According to a report by USA Today, Denmark, Sweden, Belgium, France, and Britain, among others, have all seen welfare funding end up in the hands of ISIS.
Denmark saw a total of $100,000 being handed to men who ended up fleeing to fight in Syria, for example.
“It is a huge scandal that we disburse money from the welfare fund in Denmark for people who go to Syria,” the country’s then-Labour Minister, Troels Lund Poulsen, remarked at the time.
“Staying in a war zone and directly or indirectly taking part in military operations is not something that is in any way compatible with receiving disability benefits.”
Despite such a strong statement, things do not appear to have gotten much better overall since then, with one expert warning late last year that the European Union, in particular, has lost its focus when it comes to tackling the financing of terrorism.

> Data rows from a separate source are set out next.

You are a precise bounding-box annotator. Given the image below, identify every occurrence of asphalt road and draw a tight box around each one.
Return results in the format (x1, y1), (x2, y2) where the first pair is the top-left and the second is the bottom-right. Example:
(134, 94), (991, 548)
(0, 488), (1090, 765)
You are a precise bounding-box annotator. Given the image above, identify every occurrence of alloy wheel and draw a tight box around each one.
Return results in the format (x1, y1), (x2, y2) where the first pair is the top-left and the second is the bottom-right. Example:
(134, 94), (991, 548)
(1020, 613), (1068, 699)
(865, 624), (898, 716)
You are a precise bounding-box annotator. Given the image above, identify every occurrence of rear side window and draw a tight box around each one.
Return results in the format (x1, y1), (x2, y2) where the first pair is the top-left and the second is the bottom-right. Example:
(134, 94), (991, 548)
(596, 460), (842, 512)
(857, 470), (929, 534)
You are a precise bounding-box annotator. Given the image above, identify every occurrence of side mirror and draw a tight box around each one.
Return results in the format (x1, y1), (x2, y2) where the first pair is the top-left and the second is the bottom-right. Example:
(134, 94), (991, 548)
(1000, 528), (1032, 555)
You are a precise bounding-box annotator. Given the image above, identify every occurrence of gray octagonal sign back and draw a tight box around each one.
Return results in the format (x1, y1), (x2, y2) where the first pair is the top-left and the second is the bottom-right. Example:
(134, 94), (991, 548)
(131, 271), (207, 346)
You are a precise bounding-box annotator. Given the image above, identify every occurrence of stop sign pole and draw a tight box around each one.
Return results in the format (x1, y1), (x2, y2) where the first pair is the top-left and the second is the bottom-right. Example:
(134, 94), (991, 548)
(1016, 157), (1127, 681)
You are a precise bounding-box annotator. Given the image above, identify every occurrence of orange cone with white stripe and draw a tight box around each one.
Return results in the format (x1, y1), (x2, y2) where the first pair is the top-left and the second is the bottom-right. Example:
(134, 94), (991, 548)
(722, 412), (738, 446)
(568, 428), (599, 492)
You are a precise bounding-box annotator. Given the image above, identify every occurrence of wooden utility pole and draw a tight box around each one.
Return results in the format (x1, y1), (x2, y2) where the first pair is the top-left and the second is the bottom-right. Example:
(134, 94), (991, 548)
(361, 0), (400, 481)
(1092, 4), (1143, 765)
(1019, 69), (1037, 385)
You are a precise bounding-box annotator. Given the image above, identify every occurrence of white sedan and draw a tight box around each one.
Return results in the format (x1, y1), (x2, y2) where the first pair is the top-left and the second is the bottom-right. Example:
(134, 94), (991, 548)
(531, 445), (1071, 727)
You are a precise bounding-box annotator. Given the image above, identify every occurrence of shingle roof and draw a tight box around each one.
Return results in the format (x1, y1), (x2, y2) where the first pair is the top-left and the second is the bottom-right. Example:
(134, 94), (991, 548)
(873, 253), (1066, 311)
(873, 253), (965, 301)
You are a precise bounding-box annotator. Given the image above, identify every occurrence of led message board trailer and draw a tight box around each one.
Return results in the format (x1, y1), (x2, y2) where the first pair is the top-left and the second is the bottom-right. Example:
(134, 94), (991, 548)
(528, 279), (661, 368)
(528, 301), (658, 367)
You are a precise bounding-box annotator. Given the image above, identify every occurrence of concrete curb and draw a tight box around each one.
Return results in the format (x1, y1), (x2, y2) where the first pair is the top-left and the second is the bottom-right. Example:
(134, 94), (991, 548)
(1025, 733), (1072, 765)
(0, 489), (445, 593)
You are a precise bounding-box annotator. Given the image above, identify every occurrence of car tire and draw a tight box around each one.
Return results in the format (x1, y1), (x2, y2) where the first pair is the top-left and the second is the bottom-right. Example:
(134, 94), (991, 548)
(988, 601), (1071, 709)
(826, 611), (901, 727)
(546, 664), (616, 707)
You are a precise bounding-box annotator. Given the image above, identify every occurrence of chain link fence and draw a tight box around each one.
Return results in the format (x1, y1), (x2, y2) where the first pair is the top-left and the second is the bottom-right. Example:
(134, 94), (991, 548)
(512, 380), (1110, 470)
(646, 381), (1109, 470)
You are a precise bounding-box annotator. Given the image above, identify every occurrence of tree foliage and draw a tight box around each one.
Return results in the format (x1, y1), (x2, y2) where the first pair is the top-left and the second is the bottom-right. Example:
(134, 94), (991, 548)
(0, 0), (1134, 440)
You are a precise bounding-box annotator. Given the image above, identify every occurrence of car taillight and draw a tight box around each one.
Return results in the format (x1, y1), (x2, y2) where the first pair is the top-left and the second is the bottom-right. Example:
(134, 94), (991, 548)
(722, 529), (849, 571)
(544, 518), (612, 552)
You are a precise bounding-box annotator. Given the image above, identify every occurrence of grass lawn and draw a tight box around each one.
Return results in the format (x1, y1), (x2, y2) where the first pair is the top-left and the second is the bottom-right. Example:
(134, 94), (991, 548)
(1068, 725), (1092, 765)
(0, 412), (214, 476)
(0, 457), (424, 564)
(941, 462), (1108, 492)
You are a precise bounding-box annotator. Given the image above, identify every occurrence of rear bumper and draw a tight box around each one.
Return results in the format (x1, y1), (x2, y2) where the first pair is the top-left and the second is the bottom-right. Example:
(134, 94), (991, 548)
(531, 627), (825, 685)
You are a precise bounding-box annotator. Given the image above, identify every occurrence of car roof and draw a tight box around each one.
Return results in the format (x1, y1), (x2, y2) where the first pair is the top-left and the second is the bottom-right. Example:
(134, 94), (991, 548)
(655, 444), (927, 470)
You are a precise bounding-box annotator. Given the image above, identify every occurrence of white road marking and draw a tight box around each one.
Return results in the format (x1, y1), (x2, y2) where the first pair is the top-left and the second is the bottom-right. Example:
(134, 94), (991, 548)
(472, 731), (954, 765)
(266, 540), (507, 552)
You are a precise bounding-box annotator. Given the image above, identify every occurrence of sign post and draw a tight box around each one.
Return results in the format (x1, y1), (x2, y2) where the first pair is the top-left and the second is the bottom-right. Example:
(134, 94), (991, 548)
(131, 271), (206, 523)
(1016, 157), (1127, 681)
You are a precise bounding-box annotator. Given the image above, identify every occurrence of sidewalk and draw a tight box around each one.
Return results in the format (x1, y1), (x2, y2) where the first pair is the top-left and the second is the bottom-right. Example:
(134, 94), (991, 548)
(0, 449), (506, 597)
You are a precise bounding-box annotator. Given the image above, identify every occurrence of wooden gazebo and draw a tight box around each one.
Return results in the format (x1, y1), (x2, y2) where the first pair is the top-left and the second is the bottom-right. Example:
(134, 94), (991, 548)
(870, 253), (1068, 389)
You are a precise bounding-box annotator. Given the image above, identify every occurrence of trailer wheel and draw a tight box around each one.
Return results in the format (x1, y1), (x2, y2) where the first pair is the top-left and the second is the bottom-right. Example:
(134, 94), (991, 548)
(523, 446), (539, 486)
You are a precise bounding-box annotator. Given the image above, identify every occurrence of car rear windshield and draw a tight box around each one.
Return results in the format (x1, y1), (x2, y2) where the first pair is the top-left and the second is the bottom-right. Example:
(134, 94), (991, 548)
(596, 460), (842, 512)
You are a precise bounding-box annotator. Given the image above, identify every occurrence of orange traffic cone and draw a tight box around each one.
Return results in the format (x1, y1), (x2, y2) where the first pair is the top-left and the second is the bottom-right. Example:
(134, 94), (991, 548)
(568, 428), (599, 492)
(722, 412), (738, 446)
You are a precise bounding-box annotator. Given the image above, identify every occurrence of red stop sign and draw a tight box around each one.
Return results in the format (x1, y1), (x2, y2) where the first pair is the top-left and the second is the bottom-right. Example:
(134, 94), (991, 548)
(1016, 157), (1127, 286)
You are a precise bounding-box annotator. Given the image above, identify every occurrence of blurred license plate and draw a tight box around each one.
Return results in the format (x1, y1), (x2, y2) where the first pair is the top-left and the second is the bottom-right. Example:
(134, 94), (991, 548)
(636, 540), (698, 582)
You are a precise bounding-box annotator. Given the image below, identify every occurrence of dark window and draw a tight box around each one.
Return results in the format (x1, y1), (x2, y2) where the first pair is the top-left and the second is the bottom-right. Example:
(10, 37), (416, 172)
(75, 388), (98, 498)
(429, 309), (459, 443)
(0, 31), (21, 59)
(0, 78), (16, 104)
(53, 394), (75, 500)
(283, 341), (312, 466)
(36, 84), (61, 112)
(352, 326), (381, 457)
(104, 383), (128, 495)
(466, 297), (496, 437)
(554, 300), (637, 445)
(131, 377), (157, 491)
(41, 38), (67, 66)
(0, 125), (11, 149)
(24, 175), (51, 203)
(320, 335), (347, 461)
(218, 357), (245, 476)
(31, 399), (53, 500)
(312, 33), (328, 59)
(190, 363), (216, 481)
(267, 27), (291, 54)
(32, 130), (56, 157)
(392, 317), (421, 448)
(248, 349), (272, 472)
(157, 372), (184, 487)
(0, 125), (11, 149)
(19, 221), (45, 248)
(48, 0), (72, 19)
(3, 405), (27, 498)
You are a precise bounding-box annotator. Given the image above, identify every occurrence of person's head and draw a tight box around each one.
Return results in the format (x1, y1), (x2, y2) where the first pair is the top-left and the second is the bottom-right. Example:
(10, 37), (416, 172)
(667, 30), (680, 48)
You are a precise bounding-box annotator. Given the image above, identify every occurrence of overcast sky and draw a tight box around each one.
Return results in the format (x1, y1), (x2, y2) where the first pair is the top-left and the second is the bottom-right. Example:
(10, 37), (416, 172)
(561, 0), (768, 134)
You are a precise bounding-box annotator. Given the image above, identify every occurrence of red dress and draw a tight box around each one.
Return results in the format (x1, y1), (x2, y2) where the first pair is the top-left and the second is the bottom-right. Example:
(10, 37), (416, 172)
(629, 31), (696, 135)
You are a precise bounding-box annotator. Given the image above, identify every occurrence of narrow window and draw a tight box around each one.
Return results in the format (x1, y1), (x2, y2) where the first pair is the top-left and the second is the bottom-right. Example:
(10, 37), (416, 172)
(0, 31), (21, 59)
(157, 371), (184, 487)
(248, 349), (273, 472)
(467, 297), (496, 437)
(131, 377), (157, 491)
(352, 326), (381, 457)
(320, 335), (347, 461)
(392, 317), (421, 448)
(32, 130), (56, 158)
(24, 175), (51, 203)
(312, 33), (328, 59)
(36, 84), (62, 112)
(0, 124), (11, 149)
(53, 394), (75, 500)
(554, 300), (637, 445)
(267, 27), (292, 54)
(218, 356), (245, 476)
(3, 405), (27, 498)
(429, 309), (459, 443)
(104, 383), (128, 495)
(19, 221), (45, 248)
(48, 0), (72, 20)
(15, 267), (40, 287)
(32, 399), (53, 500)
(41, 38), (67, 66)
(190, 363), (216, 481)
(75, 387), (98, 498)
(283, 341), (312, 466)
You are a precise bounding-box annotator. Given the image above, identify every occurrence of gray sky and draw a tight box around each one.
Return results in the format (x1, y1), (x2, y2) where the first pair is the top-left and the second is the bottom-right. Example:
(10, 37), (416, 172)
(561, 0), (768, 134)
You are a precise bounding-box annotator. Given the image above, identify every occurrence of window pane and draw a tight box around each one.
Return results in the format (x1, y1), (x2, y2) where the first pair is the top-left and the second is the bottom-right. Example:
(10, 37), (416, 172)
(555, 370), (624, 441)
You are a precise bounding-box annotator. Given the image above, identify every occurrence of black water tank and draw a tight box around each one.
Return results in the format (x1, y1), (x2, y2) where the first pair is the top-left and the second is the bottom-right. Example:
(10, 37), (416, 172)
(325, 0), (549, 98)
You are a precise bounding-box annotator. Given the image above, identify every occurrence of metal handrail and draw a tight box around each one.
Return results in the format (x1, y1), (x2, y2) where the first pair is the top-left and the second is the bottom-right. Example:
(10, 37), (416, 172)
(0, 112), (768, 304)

Tom Keatinge, a founding director of the Center for Financial Crime and Security Studies at the Royal United Services Institute (RUSI), warned in POLITICO that efforts to cut off terror financing within the bloc had dropped off substantially.
Keatinge warned that many groups within the Union are now more concerned with meeting the technical requirements set out by EU laws as opposed to actually working to eradicate the misuse of funds, leaving the EU open to seeing funds potentially mismanaged.